In the aftermath of Brexit, Brussels has embarked on a mission to reroute derivatives clearing away from London. The revised regulations entail EU-based banks and financial institutions opening active accounts at EU clearing houses, for specific categories of derivatives. Vincent van Peteghem, President of the European Council stated this was to increase stability in European markets and enhance strategic autonomy of the EU.
Derivative clearing is the process of transferring the rights and obligations of a derivative contract from the original parties to a clearinghouse, which acts as an intermediary and guarantees the performance of the contract. Clearingreduces the counterparty and settlement risks of derivative transactions and standardizes the contract terms and conditions. Clearing can apply to various types of derivatives, such as options, future, and swaps.
Much of the clearing in Euro-denominated Interest Rate Swaps (IRS), which are used by companies to hedge against unexpected moves in borrowing costs, is done by the London Stock Exchange Group. It is estimated that 30% of the London Stock Exchange Group’s €145 trillion Euro derivatives business comes from the EU.

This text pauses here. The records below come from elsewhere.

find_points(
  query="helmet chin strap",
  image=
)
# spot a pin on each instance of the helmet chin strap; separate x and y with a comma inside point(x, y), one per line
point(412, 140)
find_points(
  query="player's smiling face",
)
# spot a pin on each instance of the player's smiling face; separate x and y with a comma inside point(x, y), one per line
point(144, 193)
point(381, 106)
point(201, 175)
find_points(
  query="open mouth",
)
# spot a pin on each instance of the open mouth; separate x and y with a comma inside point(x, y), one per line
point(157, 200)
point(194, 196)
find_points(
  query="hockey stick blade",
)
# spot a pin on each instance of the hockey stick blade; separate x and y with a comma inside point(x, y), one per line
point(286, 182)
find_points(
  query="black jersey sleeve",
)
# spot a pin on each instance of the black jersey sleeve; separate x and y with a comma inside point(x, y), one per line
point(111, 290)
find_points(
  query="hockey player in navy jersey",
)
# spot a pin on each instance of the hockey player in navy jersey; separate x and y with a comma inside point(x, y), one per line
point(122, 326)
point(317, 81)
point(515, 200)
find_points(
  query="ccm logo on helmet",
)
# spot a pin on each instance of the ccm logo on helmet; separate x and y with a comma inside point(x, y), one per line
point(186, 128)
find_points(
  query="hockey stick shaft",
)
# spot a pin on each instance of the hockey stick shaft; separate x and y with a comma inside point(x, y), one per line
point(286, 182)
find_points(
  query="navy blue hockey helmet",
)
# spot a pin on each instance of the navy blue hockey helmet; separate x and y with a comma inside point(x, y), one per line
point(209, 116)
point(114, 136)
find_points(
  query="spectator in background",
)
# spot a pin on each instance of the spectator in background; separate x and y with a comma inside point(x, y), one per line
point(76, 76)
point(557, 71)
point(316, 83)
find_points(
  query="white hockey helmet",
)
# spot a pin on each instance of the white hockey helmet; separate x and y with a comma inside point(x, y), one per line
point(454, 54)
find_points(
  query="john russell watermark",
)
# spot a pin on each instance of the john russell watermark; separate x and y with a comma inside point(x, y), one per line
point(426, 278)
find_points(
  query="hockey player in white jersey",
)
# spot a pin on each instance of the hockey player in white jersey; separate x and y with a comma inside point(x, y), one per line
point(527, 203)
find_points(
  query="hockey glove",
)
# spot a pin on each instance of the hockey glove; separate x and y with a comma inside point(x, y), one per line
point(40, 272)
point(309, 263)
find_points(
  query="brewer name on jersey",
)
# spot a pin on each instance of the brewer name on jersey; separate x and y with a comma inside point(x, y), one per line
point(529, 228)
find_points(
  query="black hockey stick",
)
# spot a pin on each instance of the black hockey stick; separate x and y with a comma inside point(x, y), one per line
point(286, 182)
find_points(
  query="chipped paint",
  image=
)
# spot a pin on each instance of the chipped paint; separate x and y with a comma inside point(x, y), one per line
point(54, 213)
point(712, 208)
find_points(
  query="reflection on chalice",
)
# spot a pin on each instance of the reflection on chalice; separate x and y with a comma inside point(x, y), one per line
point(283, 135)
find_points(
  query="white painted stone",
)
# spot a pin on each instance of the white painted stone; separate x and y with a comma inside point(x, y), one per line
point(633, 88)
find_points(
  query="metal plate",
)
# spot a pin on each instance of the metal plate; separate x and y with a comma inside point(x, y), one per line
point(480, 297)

However, amidst these efforts, critics have raised concerns about the effectiveness of these measures, labelling them as “toothless” and diluted during negotiations. This diluted approach potentially benefits London’s financial centre as it casts doubt on the intended impact of Brussels’ initiatives. Nevertheless, the redirection of derivatives clearing from London, may be a let-down for the UK financial sector as it could threaten London’s longstanding dominance in the derivatives clearing market, and result in a significant loss of business for UK-based financial institutions.